Gençliğin Tezahüründeki Büyük Değer, Etem İzzet Benice, Son Telgraf, 14 Kasım 1938

Atatürk öldüğü gün her Türk evinden bir baba cenazesi çıktı. Hayatının son gününü ecele veren Türk’ten beşikteki çocuğa kadar hepimiz ağladık ve.. hâlâ ağlıyoruz.

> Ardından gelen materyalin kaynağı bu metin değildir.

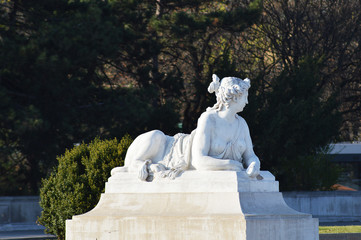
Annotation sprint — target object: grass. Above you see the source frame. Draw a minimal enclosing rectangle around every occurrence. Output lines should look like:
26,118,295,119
319,226,361,234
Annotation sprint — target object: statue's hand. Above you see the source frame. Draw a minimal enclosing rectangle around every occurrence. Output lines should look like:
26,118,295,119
246,161,260,178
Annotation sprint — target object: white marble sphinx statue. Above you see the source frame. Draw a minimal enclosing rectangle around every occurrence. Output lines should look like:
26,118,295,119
111,74,261,181
66,74,319,240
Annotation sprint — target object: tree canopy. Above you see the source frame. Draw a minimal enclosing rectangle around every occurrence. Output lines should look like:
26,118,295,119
1,0,360,194
0,0,180,194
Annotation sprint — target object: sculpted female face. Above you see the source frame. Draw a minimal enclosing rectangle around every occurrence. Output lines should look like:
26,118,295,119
235,91,248,112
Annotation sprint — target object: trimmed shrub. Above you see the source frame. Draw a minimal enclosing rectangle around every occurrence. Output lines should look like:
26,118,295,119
38,135,132,240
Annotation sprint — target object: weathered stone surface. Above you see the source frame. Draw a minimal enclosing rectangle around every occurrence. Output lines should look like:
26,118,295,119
66,171,319,240
105,170,278,193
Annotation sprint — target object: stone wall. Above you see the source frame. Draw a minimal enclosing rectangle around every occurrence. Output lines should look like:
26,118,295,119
0,196,44,231
283,191,361,223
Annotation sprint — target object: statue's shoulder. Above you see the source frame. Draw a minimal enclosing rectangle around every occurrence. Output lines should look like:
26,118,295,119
236,114,246,123
199,110,217,122
236,115,250,130
196,110,217,129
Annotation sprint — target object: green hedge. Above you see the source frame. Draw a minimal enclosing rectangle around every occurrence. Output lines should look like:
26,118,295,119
38,135,132,240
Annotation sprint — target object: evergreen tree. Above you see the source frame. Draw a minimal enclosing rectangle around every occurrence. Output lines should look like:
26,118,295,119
0,0,179,195
146,0,263,132
243,57,341,190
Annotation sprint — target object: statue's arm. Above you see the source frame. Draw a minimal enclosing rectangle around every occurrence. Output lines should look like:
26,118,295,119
192,113,243,171
241,119,261,177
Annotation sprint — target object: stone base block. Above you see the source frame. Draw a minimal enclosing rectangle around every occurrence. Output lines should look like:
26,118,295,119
67,214,318,240
66,171,319,240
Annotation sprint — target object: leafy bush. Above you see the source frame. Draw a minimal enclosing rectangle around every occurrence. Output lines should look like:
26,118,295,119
38,135,132,240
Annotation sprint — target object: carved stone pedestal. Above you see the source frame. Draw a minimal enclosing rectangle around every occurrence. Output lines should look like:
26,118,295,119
66,171,319,240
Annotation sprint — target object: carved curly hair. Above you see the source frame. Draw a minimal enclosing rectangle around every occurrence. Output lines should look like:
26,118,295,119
207,74,250,112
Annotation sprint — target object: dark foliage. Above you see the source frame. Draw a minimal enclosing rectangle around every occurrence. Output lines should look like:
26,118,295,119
0,0,179,195
243,57,342,190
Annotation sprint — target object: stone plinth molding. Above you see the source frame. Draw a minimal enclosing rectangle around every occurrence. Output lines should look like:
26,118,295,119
66,171,319,240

Bu ağlayış belki bir gün gözlerimizde dinecek, fakat bütün ebediyet Kemal Atatürk adını andıkça insanlığın bu büyük ve telâfi kabul etmez oğlu için hançeresindeki gamlı ve nemli sızıyı hıçkırarak duyacaktır. O’nu kırk asrın imtidadı doğurmuştu, kırk yüzyılın seyri unutturamayacaktır. Ve.. bunun en canlı alemdarlığını beşeriyet tarihi ile beraber Türk gençliğinin nesilden nesle, intikal ettireceği emanet ve vazife destanı ifa edecektir. 

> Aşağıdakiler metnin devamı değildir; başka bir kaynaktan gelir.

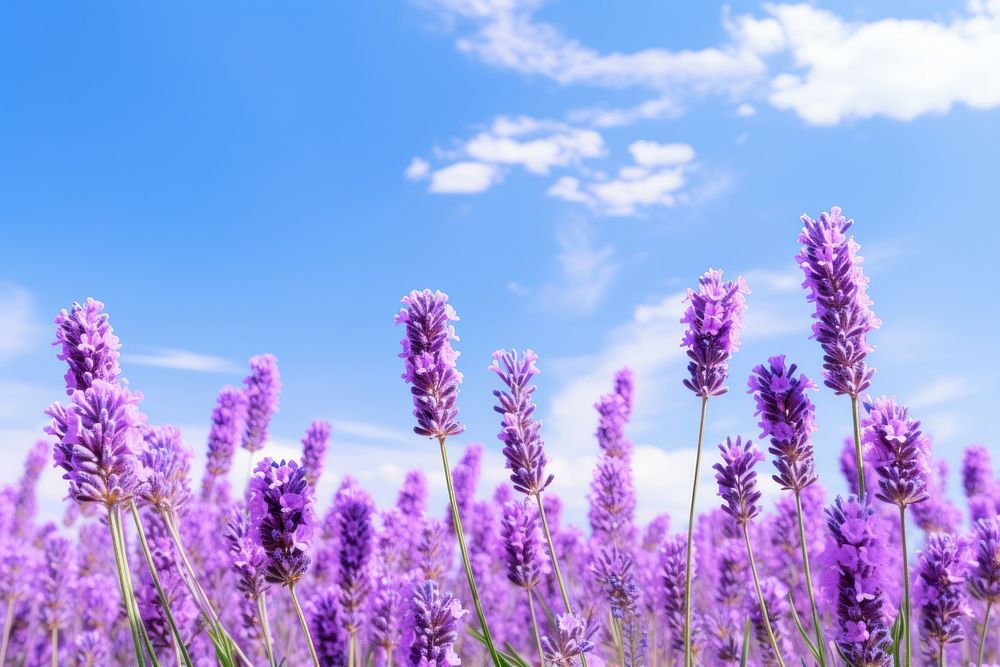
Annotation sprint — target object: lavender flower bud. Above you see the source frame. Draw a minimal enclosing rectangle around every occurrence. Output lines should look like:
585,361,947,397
395,289,465,439
301,419,332,486
241,353,281,453
659,533,690,651
397,469,429,519
334,485,374,634
75,630,110,667
14,440,49,531
39,530,74,632
588,455,636,547
910,458,962,534
225,508,269,601
747,355,819,492
490,349,554,496
713,436,764,526
595,367,634,459
915,532,972,651
797,207,881,396
371,570,406,666
542,613,596,667
202,386,247,497
310,590,348,666
969,517,1000,603
962,446,1000,521
417,519,451,584
408,580,467,667
138,425,192,514
247,458,317,586
446,443,481,530
501,500,542,590
863,396,930,509
53,298,122,395
680,269,749,398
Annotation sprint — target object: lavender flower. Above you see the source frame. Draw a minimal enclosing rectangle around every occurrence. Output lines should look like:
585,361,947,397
595,367,634,459
14,440,49,531
747,355,819,491
863,396,930,509
408,580,467,666
447,442,482,529
74,631,110,667
46,380,146,508
500,500,542,590
490,349,554,496
713,436,764,526
588,455,636,547
397,469,429,519
371,570,406,666
659,533,689,651
969,517,1000,603
417,519,451,584
334,484,374,634
748,577,791,665
910,458,962,534
202,386,247,496
821,495,892,666
241,353,281,453
225,509,270,601
542,614,596,667
963,446,1000,521
138,425,192,514
680,269,749,398
310,591,348,666
247,458,317,586
395,289,465,439
53,298,122,394
39,530,74,633
915,532,971,652
797,207,881,396
300,419,331,486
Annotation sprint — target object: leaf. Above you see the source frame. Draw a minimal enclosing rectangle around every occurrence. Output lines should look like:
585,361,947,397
890,605,904,667
740,617,752,667
467,628,527,667
786,592,821,661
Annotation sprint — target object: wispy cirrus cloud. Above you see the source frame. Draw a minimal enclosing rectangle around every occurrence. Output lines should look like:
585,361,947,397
124,348,241,373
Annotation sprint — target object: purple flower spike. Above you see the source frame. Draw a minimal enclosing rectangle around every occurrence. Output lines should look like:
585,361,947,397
659,533,690,652
408,579,467,667
821,495,892,666
334,485,375,634
310,590,348,666
247,458,317,586
46,380,146,508
962,446,1000,521
680,269,750,398
395,289,465,439
713,436,765,526
747,355,819,492
863,396,930,509
910,458,962,534
541,613,596,667
595,367,635,459
797,207,881,396
969,517,1000,603
241,353,281,453
225,509,270,601
915,532,972,651
138,425,192,514
14,440,49,530
301,420,332,486
203,386,247,496
53,297,122,395
39,530,74,633
397,469,428,518
500,500,542,590
588,455,637,547
490,349,554,496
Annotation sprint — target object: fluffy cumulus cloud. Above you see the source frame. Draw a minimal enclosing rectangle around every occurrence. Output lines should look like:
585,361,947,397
429,161,501,193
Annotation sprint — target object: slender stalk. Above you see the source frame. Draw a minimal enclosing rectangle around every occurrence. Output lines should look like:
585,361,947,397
289,585,320,667
850,395,866,497
438,436,502,667
108,507,150,666
113,509,161,666
49,627,58,667
900,507,911,667
613,616,626,667
0,597,14,666
683,396,709,667
526,589,545,665
794,491,827,667
977,601,993,667
938,644,945,667
348,633,357,667
744,524,787,667
129,502,194,666
535,492,589,667
257,594,277,667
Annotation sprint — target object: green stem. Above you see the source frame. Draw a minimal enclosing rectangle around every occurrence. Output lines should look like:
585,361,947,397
115,509,161,665
438,436,502,667
289,585,320,667
613,615,626,667
130,502,194,666
900,507,911,667
744,524,787,667
850,395,866,497
977,601,993,667
257,594,277,667
684,396,709,667
526,589,545,665
51,627,58,667
0,597,15,666
794,491,827,666
108,507,151,666
938,643,945,667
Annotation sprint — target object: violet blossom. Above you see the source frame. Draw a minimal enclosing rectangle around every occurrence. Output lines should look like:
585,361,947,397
247,458,317,586
301,419,331,486
408,580,467,667
680,269,749,398
863,396,930,509
241,353,281,454
53,297,122,394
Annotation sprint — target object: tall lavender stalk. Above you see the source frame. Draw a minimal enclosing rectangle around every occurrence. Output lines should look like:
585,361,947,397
713,436,786,667
333,485,375,666
201,386,247,501
301,419,332,486
241,353,281,477
798,207,881,496
500,500,545,662
969,517,1000,667
396,289,500,666
864,396,930,666
680,269,748,667
748,356,826,664
914,533,971,665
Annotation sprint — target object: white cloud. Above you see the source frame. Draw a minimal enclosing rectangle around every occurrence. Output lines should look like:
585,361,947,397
568,96,681,128
124,348,241,373
429,161,501,193
538,220,618,315
0,284,43,363
736,102,756,116
465,125,603,174
405,157,431,181
628,141,695,167
908,376,977,410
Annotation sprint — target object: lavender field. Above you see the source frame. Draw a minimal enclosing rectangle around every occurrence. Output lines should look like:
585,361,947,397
0,207,997,667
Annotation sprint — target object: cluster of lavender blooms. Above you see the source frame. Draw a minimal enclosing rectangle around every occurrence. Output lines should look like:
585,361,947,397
1,208,1000,667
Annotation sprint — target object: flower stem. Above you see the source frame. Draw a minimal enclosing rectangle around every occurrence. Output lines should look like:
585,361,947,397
899,507,912,667
289,585,320,667
744,524,787,667
0,597,15,666
977,601,993,667
527,590,545,665
938,644,945,667
257,594,277,667
108,507,153,666
684,396,709,667
51,627,58,667
129,501,194,667
438,436,502,667
535,492,589,667
794,491,826,667
850,394,866,497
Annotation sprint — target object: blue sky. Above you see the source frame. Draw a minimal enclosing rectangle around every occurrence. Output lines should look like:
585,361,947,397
2,0,999,527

Bugünün Türk gençliği, Kemalizmin bütün şuur ve rüşdü içinde ilk tezahürü yapmıştır. Atatürk’ün öldüğü sabah Ankara’da ve.. dün sabah İstanbul’da olanlar asil Türk gençliğinin kanındaki yüksek cevherin, Atatürk’ün umduğundan ve dilediğinden daha mümtaz bir şuurla nasıl cevelân ettiğini gördüler. Yüksek tahsil gençliği ve onların şahsında bütün Türk gençliği Ulu Önder’in emaneti ve tahmil ettiği vazifeler üzerindeki hassasiyetini derin, ölçüsüz ve tafsili ancak ciltlere muhtaç bir seyyal enerji halinde ifade etmesini dün ne kadar iyi bildi ise, yarın, öbür gün ve.. daha uzak ilerilerde de öylece bilecektir. 

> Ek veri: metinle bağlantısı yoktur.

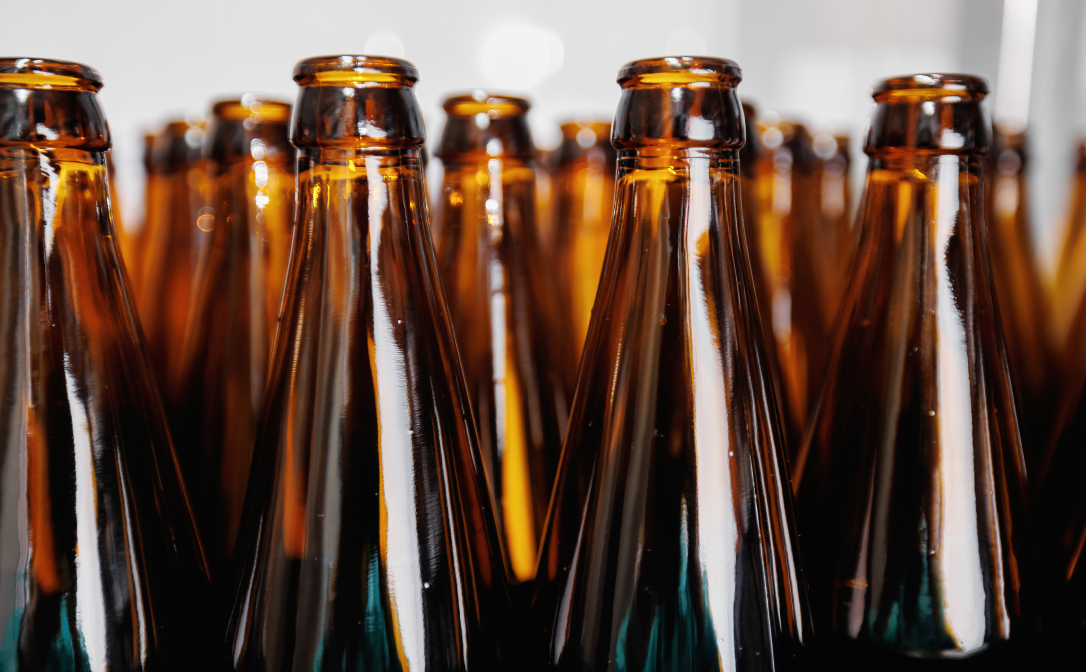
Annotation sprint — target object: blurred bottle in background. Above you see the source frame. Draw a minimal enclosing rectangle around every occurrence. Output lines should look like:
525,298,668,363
794,74,1037,667
0,57,217,670
170,96,294,585
138,116,208,392
750,118,853,458
226,56,509,669
983,125,1053,468
1052,140,1086,352
434,92,574,594
550,119,616,364
535,145,557,255
531,56,809,671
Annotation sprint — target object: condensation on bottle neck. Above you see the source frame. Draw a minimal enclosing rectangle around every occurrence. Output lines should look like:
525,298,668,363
436,92,534,163
290,55,425,150
612,56,745,153
866,73,991,157
0,58,110,151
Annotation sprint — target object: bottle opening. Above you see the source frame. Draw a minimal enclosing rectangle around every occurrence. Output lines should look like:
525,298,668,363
0,57,103,92
560,120,611,142
212,97,291,123
617,56,742,89
443,92,529,118
293,55,418,88
872,74,989,102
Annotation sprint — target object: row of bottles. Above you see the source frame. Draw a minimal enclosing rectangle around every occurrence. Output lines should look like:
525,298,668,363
3,50,1086,671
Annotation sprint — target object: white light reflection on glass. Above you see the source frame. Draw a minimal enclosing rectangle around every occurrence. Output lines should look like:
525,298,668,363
687,156,739,670
933,154,985,653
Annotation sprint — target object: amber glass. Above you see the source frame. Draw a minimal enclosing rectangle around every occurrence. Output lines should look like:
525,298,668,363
535,146,557,255
434,93,574,587
137,117,207,391
1052,141,1086,348
793,74,1036,667
530,57,809,671
983,126,1052,466
226,56,508,670
551,120,617,362
170,96,294,584
1037,279,1086,642
0,58,217,670
750,119,853,455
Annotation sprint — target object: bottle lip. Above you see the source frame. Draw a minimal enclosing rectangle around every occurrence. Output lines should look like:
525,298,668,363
443,91,530,117
292,55,419,88
0,57,103,92
559,119,612,137
617,56,742,88
212,96,291,123
872,73,989,100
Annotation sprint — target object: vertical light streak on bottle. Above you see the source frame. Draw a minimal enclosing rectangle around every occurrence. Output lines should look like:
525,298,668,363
368,156,424,670
64,354,108,672
686,157,737,670
933,156,985,652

Ankara’da ve İstanbul’da Atatürk. anıtları önünde toplanan ve yemin veren on binlerce Türk gencinin yarınını ve memlekete dağılışını bile düşünmek her Türk kalbinde Cumhuriyetin ve rejimin yeni bir kalesini yaratmış bulunmaktadır. Bu gençlerin her biri devletin ordusunda, dahiliyesinde, hariciyesinde ve.. bütün faaliyet şubelerinde deruhde edecekleri vazifeler başında Atatürk’e söz vermiş, yemin etmiş birer eleman ve şef olarak çalışacakları gibi Ulu Önder’in ölümünden her yıldönümünde and içecek ve nesilden nesile, elden ele bayrak verir gibi emanet ve vazife meş’alesini verecek olan daha on binlerce, yüz binlerce, milyonlarca genç bütün şuur, idrâk, iz’an ve vicdanlarıyla bu memlekette ve yeryüzünde Atatürk Cumhuriyetinin ve rejiminin mukaddes bekçiliğini ifade edecekler ve her biri Türk Milletinin asil safları içinde ve kendi çaplarında O’nun daima daha ileriye, daha iyiye, daha olguna götürmeye çalışacaklardır. 

Bunun içindir ki, Türk milleti bugününden emin olduğu kadar yarınından ve gelecekteki uzak asırlardan da emin olabilir.